To hard-living Peter Nansen: “Wied is coming here to lunch tomorrow, Saturday, at 12 o’clock. Could you perhaps come, too, and enjoy the piece of herring and the restorative glass of schnapps undoubtedly necessitated by the carnival pleasures of the night?”

To shy Amalie Skram: “Please do come, it would be so nice! If, however, there should be too many people that evening – about 50 – then I can tell you that he is coming over to us on Thursday the 27th at 8 o’clock in the evening to practise with Mrs Orpheline Olsen and a young violinist Knud Pontoppidan – otherwise no one else – Alexandra is going to a reading.”

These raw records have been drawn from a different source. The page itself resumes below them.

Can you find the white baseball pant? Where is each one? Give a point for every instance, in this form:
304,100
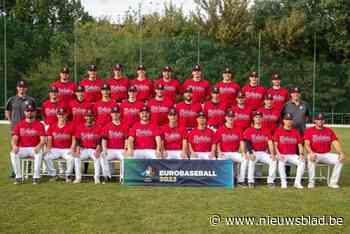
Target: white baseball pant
84,155
56,153
26,152
261,156
327,158
293,159
145,154
238,157
112,154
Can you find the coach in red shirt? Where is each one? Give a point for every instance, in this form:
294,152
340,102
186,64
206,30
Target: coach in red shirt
229,143
174,142
114,142
228,89
119,84
201,140
288,143
318,142
200,87
144,138
65,87
254,92
92,85
28,139
60,144
88,146
259,147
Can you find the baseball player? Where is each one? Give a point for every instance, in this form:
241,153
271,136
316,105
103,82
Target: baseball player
114,143
92,85
119,84
143,85
280,95
172,87
318,142
260,148
144,138
65,87
229,141
188,111
287,140
200,87
174,142
201,140
254,92
88,146
271,116
159,107
130,108
28,139
243,113
228,89
103,107
60,144
215,110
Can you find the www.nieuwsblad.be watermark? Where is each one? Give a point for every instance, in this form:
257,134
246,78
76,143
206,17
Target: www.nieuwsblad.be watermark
217,219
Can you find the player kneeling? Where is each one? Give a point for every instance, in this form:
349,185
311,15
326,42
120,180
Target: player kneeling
201,140
258,142
88,146
318,141
287,142
173,137
114,142
229,140
60,144
28,139
144,139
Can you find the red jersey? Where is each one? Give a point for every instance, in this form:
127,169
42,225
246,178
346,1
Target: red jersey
254,96
119,88
201,140
78,110
172,137
29,133
200,89
228,139
144,89
65,90
61,137
188,114
115,135
103,112
144,135
130,112
92,91
270,118
280,96
243,117
49,111
258,138
171,88
287,140
89,137
159,111
320,139
228,92
215,113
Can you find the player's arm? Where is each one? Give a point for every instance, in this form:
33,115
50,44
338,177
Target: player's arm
338,149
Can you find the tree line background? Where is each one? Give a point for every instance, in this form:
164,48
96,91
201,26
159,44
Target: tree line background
42,36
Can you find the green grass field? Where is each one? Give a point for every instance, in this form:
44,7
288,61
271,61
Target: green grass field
66,208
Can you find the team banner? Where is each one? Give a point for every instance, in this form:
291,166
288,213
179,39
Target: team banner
211,173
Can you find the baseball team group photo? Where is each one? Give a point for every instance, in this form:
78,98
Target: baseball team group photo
169,113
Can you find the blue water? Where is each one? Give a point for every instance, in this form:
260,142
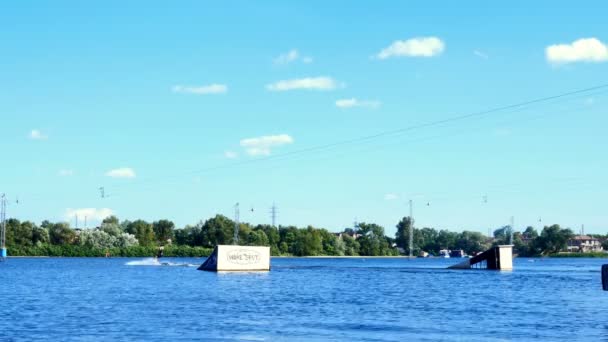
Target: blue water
73,299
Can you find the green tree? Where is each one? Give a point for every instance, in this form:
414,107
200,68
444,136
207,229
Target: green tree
61,234
218,230
111,219
553,239
19,233
142,231
351,245
530,233
111,228
471,242
402,237
163,230
257,238
373,242
40,236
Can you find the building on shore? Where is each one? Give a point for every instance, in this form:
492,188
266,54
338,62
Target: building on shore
584,244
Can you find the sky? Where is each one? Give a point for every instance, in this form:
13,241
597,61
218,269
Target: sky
335,111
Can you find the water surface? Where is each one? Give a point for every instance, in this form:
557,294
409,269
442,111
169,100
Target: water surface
358,299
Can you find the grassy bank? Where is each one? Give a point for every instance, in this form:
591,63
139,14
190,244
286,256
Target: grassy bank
580,255
82,251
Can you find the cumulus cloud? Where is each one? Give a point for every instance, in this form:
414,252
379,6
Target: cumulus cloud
414,47
309,83
582,50
292,55
481,54
92,214
201,90
37,135
66,172
261,146
231,155
353,102
123,172
390,197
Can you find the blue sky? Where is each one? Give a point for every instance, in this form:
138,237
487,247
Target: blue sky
175,108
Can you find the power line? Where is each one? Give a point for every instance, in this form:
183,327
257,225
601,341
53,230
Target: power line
516,106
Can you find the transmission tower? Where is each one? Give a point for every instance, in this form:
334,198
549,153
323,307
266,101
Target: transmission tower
411,242
3,226
511,230
273,214
235,238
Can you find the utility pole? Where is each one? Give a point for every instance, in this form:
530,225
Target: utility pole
235,238
3,227
411,244
273,214
511,230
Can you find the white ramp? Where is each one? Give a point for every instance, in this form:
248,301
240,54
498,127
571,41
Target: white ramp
238,258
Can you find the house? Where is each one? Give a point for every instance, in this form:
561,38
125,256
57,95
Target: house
353,235
584,244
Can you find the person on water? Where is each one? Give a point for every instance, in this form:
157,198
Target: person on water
159,254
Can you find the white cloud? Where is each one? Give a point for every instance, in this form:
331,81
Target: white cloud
66,172
201,90
92,214
309,83
415,47
481,54
502,132
390,197
582,50
261,146
291,56
123,172
37,135
353,102
231,155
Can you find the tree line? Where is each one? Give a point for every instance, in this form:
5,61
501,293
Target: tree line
142,238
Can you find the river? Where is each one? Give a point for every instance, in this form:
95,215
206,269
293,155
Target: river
301,299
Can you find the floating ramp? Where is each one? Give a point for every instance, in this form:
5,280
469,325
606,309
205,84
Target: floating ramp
237,258
605,277
495,258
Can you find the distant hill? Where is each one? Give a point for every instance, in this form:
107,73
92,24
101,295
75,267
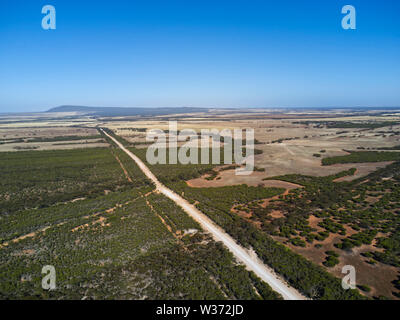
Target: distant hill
114,111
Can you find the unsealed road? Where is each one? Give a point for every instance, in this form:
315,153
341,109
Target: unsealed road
250,260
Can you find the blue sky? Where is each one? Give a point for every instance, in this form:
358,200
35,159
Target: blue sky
199,53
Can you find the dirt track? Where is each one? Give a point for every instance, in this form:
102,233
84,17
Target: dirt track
249,259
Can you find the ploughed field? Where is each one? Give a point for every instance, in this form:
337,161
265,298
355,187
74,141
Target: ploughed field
94,216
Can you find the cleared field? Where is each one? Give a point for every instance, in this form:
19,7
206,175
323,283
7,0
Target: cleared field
108,235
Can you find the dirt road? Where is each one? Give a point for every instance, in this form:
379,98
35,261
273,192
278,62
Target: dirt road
249,259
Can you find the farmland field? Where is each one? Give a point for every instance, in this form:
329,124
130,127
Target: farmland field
324,194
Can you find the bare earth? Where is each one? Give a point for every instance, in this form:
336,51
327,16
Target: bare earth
249,259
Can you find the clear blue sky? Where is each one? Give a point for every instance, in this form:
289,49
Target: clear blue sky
199,53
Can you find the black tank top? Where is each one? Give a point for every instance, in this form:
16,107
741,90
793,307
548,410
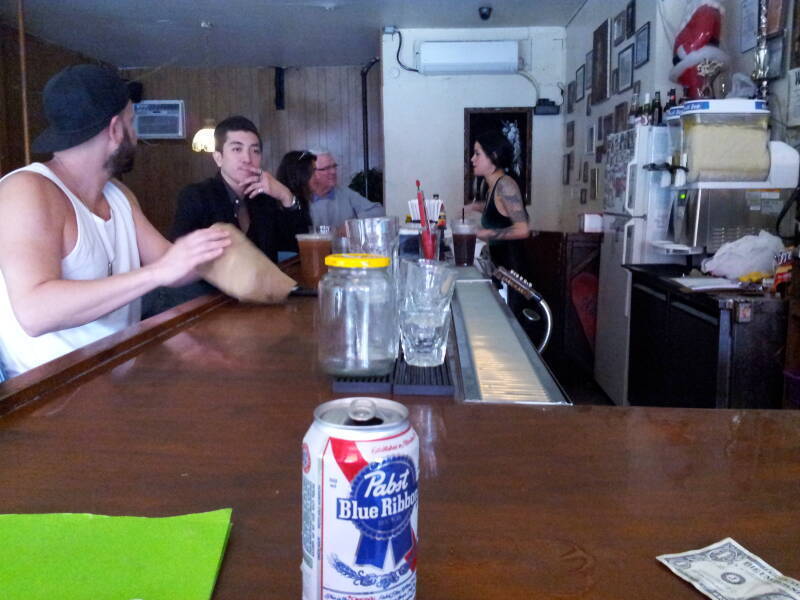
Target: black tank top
504,253
491,217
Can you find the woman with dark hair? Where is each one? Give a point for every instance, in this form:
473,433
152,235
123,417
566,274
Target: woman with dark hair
504,220
294,172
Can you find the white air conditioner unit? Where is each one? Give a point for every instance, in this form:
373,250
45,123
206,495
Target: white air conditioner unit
463,58
159,119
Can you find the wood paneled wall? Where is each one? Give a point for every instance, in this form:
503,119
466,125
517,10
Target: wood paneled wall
322,109
43,61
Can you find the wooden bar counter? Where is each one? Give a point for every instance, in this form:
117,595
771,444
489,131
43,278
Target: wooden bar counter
205,407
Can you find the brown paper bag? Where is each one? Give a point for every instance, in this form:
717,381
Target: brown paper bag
245,273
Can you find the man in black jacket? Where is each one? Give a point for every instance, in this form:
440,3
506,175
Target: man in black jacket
242,194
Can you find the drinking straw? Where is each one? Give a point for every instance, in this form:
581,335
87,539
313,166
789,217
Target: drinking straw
425,234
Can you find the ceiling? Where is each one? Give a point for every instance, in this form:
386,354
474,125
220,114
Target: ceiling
288,33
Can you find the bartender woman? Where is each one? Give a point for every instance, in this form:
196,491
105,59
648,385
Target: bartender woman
504,221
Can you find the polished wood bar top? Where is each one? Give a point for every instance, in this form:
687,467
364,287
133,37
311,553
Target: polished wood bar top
205,407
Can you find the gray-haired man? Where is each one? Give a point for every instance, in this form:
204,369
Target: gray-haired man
332,204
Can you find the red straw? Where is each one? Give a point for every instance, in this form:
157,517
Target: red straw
426,237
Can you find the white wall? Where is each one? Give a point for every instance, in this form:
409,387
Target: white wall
423,119
664,17
652,76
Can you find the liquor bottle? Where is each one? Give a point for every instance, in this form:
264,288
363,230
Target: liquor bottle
645,117
656,111
634,112
671,100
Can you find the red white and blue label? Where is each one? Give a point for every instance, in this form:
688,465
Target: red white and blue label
382,497
369,500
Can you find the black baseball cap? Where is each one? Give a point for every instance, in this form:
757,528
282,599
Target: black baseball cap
79,103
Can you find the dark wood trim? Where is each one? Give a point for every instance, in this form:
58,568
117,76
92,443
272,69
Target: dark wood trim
108,352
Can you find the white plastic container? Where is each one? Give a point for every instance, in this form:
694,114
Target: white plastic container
726,140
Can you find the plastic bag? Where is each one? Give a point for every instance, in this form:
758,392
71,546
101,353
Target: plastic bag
747,254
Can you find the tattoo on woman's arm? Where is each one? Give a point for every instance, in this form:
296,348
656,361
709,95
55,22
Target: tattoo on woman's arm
508,191
512,200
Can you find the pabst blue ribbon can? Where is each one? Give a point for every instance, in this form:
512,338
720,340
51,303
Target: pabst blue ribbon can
360,466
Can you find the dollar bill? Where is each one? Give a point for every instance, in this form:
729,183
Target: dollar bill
728,571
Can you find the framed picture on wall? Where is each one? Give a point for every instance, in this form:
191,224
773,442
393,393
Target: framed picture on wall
515,124
570,97
619,28
588,73
600,57
630,18
776,16
608,125
642,44
621,117
625,68
566,166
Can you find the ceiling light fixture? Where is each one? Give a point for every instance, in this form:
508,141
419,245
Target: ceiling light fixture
203,140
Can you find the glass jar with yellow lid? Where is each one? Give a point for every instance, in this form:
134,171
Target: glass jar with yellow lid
357,330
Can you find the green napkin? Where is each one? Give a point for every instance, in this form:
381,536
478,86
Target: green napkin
96,557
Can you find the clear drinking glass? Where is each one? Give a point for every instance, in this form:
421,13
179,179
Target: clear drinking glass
426,288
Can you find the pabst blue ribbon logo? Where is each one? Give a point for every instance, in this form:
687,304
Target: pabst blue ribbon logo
382,497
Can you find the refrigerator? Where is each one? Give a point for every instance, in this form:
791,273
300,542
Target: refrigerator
636,213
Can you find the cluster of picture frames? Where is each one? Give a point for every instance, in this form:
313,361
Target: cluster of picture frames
596,82
593,80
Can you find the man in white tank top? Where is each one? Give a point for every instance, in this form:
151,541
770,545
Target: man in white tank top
76,251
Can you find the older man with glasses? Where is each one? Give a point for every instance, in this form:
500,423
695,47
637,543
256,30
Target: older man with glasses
332,204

Emma Gad’s plays represent both a continuation and a break with the naturalistic drawing-room drama. The material and the outer framework are retained, but whereas the naturalistic drama moved towards the more and more vividly atmospheric, Emma Gad moved towards farce; partly because she is a realist and, as a woman writer, uses humour to keep the insurmountable aspect of modernity at a distance, partly because she is media savvy:

“From fear of seeming vulgar and aiming at the intense stage effect, popularly known as the thrill, Nordic writers are becoming increasingly uneasy about employing the powerfully vivid situations that undeniably make it easier for actors to create performances that are not forgotten.”

Unlike Laura Kieler, she is perfectly aware that she is creating fiction, and that the form is determined by the materials – the stage space, the actors, the presence of an audience – available to the art of theatre. She makes, exactly as Erna Juel-Hansen wanted, professionalism a virtue.

To be angered by it or to laugh at it – these were the two extremities in the many different ways of ‘coping’ with the climate during the feud about moral conduct. Earnestness and self-importance were necessary ways of creating understanding in the battle to be fought by the women’s associations in an attempt to achieve influence, just as the ideals being pursued were of necessity bound to involve a degree of standardisation. Something – all that was vague and unresolved – had to be dropped if any effective impact was to be made. This then led to the vigorous clashes between liberalism and gauntlet, between the moderate women advocates of female suffrage and the uncompromising campaigners.